▽映画 ブログ「言葉美術館」

▪️『シャンボンの背中』にすくわれる

 

 

  どうにもならないどうにもならない、って胸の奥深いところで永遠につぶやいているような時間が多い日々を過ごして、こんなときは、と映画を浴びるように観るけれども、刺さるものがなく感性がどっかにいってしまった、どうにもならない、やっぱりどうにもならない、となっていた昨夜遅くに観た『シャンボンの背中』。

  カタルシス。

 そうか私は自分の居場所にいなかったから、しんと落ち着くような感覚から見放されているようなかんじだったのだ。

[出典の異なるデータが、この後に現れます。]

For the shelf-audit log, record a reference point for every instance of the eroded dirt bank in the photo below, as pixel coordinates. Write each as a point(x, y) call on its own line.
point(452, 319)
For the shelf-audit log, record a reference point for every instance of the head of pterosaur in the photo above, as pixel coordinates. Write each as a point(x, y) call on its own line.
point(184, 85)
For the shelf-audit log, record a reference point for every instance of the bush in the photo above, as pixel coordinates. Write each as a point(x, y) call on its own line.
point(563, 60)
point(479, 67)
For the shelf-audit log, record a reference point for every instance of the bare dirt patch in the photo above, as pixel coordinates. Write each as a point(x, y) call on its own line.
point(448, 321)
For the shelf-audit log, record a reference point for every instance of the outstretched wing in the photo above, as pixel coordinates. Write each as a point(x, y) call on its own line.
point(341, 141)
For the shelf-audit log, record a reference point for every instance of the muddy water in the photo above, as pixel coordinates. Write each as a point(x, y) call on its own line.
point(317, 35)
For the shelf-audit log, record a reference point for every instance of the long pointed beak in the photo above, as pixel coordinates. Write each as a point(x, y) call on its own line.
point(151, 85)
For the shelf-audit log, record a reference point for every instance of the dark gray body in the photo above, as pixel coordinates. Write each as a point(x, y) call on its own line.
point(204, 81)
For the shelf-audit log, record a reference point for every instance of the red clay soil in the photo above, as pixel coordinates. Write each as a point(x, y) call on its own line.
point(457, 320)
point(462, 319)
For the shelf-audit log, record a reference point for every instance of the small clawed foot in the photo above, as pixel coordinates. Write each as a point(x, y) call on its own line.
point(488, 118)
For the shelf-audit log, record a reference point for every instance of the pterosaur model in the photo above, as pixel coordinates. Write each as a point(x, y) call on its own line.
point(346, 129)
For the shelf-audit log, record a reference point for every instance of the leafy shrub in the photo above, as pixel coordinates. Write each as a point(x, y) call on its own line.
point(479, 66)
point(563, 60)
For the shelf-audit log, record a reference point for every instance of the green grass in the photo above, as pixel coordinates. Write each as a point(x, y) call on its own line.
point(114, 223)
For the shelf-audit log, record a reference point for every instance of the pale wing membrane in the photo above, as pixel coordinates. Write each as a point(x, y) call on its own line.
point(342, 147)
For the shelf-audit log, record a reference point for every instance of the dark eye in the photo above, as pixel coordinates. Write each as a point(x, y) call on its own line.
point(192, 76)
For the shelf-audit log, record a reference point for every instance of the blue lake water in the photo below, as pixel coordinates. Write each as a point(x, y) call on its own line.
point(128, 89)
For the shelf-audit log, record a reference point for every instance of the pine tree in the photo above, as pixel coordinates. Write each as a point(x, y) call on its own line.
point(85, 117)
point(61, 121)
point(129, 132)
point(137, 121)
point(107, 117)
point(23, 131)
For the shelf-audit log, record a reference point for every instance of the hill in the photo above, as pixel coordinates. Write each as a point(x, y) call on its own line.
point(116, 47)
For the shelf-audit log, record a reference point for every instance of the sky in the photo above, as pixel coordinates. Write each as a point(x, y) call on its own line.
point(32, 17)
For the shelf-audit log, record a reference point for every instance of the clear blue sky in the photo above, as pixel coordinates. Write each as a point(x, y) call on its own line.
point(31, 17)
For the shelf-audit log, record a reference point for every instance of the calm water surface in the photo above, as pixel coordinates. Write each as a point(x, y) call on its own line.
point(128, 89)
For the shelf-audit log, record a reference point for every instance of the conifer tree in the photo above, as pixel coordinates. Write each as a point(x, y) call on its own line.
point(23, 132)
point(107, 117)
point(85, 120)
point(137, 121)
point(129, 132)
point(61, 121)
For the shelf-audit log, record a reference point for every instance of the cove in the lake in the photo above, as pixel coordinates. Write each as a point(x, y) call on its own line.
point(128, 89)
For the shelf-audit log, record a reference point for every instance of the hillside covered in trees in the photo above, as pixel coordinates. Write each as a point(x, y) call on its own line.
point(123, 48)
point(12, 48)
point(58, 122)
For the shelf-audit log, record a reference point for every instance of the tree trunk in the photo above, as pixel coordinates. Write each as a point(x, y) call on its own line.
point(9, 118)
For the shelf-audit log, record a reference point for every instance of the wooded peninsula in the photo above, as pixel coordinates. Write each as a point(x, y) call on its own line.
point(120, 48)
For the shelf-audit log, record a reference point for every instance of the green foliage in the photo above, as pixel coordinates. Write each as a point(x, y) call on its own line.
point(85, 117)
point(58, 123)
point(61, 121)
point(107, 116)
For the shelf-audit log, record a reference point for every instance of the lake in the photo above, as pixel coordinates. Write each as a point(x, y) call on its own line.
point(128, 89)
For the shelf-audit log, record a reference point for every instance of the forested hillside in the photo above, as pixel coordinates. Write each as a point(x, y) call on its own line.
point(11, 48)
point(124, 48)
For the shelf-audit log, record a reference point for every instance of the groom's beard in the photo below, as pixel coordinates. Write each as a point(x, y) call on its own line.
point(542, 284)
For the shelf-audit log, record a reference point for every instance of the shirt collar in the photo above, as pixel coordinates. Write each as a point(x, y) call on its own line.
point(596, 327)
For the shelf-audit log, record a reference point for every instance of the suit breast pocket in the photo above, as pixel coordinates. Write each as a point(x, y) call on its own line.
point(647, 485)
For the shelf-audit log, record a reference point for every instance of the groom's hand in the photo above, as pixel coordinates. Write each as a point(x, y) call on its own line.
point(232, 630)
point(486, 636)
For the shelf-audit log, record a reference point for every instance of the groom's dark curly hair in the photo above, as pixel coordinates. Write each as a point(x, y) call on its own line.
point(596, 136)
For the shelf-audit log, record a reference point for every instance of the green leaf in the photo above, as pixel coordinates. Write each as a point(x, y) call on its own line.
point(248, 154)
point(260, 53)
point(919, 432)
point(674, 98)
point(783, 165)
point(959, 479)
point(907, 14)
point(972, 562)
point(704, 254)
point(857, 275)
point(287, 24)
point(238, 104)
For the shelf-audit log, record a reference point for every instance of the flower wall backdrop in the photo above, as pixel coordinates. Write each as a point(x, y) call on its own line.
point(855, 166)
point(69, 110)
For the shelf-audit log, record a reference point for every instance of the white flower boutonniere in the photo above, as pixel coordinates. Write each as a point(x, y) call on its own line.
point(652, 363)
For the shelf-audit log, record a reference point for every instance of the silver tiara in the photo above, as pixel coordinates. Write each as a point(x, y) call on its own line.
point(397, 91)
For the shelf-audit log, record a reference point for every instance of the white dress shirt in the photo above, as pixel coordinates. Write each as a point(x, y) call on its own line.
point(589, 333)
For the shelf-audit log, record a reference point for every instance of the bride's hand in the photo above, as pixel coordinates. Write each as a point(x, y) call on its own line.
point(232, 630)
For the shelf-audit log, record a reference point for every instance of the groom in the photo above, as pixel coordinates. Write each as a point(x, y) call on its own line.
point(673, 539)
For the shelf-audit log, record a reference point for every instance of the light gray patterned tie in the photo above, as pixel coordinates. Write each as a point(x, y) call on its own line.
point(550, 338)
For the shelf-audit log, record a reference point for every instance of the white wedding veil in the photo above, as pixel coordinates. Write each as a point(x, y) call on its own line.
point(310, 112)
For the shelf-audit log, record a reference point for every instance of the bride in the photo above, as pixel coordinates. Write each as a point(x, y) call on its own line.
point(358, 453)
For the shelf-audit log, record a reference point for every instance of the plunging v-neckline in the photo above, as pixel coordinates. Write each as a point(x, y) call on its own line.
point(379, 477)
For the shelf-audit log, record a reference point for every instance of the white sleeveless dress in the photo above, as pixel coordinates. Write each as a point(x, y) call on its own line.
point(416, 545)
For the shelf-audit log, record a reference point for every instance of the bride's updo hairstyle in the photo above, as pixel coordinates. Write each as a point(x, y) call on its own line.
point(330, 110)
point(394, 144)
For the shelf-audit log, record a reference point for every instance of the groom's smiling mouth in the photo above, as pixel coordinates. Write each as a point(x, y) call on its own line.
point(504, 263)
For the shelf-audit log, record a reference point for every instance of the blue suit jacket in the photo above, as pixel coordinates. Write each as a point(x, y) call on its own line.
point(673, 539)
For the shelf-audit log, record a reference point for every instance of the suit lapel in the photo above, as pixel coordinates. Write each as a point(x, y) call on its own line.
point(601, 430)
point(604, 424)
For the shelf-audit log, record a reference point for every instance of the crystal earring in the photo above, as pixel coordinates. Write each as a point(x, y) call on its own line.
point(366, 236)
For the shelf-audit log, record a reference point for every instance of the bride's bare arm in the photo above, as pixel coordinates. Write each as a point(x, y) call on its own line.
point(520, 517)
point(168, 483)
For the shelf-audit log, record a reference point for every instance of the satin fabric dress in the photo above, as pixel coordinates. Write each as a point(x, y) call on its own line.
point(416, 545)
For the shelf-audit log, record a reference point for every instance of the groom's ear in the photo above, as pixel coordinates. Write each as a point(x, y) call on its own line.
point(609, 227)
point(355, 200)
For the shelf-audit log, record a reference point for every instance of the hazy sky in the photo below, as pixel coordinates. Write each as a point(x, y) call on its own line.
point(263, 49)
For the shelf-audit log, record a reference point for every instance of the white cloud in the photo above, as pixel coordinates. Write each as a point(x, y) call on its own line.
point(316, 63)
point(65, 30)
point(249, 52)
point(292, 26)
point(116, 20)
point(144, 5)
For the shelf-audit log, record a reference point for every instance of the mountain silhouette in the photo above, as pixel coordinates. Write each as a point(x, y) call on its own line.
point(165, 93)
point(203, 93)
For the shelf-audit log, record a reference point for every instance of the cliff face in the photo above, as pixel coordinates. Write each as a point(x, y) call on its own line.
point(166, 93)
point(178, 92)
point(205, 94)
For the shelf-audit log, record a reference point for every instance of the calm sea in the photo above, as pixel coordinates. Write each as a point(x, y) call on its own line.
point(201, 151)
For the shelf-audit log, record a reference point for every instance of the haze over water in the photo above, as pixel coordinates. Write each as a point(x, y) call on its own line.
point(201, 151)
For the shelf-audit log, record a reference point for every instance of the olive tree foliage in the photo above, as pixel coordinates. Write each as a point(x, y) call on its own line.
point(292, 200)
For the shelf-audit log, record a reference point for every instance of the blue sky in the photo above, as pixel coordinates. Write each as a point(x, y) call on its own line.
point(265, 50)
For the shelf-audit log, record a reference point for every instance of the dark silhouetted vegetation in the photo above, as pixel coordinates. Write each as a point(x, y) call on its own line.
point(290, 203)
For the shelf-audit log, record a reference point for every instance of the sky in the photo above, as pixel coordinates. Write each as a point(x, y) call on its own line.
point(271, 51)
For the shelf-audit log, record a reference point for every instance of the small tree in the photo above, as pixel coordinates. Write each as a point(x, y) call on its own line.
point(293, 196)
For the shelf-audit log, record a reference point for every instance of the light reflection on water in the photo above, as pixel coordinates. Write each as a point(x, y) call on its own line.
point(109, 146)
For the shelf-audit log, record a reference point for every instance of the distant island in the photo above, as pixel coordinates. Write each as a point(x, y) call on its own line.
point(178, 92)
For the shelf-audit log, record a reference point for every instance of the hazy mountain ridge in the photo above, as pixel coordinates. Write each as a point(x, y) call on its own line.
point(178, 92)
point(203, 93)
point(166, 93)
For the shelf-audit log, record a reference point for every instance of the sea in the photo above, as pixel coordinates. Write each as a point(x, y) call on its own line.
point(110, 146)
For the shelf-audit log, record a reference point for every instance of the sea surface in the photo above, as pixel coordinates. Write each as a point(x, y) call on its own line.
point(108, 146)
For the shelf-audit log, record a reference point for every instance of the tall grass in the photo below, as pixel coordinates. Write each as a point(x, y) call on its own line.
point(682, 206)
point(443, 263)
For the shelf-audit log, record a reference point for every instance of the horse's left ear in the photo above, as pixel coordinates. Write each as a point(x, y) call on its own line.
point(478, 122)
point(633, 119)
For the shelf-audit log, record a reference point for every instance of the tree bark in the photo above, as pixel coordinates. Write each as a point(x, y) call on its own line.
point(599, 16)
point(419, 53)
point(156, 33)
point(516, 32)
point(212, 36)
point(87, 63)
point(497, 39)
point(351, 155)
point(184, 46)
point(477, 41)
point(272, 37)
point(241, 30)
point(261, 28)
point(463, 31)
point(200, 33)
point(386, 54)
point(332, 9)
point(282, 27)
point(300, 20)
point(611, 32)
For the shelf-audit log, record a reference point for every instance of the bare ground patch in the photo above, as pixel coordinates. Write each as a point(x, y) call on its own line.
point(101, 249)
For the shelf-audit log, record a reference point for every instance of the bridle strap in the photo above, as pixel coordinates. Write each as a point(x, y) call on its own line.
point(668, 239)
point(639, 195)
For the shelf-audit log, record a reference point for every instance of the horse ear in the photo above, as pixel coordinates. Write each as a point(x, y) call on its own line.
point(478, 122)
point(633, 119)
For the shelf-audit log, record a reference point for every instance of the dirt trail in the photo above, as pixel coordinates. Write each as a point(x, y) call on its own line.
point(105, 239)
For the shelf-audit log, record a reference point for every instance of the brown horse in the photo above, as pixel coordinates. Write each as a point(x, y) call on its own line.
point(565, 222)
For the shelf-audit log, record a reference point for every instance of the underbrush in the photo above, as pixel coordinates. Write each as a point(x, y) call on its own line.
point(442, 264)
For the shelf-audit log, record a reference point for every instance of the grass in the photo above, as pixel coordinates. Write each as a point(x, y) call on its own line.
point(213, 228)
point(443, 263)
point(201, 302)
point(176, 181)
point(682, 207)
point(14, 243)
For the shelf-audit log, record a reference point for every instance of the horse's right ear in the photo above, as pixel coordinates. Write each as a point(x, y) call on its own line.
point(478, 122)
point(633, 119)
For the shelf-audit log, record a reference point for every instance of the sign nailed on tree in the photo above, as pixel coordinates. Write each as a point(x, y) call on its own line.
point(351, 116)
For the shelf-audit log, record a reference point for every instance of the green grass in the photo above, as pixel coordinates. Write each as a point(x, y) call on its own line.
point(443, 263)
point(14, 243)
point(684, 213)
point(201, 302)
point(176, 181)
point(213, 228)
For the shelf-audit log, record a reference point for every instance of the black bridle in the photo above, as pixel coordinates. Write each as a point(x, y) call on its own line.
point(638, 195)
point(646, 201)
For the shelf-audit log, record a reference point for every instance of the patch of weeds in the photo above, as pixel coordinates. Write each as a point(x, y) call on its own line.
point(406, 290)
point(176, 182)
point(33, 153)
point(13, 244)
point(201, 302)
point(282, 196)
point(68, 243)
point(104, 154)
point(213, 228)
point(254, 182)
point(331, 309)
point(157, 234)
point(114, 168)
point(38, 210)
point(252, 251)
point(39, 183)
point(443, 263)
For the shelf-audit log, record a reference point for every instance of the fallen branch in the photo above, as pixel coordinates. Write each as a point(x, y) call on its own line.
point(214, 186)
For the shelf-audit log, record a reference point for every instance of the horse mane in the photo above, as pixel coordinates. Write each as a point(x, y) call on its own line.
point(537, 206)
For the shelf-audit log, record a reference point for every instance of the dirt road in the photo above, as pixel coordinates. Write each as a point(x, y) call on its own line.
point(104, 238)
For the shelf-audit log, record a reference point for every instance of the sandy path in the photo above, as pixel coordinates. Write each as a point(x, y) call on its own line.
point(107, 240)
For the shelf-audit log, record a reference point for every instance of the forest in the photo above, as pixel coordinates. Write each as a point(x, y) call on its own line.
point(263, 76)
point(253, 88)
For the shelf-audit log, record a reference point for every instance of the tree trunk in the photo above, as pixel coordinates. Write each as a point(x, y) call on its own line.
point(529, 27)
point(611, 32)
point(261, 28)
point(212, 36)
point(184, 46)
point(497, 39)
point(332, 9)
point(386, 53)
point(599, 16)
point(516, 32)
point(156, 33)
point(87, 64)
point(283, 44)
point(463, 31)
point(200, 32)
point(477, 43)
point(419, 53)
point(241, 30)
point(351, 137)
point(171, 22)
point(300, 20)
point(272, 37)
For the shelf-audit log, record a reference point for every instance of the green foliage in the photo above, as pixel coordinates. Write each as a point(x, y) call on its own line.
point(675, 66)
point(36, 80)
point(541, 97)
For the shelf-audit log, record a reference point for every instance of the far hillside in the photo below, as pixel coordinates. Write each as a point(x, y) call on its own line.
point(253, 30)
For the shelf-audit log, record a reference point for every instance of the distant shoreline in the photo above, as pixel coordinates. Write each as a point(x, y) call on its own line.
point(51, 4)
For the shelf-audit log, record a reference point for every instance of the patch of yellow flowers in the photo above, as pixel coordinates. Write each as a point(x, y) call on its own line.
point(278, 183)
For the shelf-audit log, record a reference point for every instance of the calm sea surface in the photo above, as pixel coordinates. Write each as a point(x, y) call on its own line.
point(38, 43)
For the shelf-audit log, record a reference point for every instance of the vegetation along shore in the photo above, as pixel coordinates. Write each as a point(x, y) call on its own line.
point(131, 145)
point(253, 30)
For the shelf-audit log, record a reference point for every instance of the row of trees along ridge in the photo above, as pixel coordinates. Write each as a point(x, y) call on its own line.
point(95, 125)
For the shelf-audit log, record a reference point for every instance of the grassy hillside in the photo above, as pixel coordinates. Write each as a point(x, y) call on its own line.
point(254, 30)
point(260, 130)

 二十代の終わりから三十代のはじまりにかけて、サガンの小説のなかでひたすら安らいでいた、あの感覚が、あざやかによみがえる。

 涙がわあ、と溢れ出るのではない。ただ、ひとつひとつの情景が、まなざしが、セリフが、そして音楽が胸に沁みる。私はこの世界で生きていたいんだ。逃避でもなんでもいい。たまらなく好きだ。

 監督はステファヌ・プリゼ。『愛されるために、ここにいる』の人だから、この人の世界が好きだということになるのだろうけれど、いいものはいい、好きでたまらない。

 せつなく美しいシーンで流れていた「La Valse trste かなしみのワルツ」(Franz von vecsey)をリピートして、なんとか自分にしがみついている火曜の午後。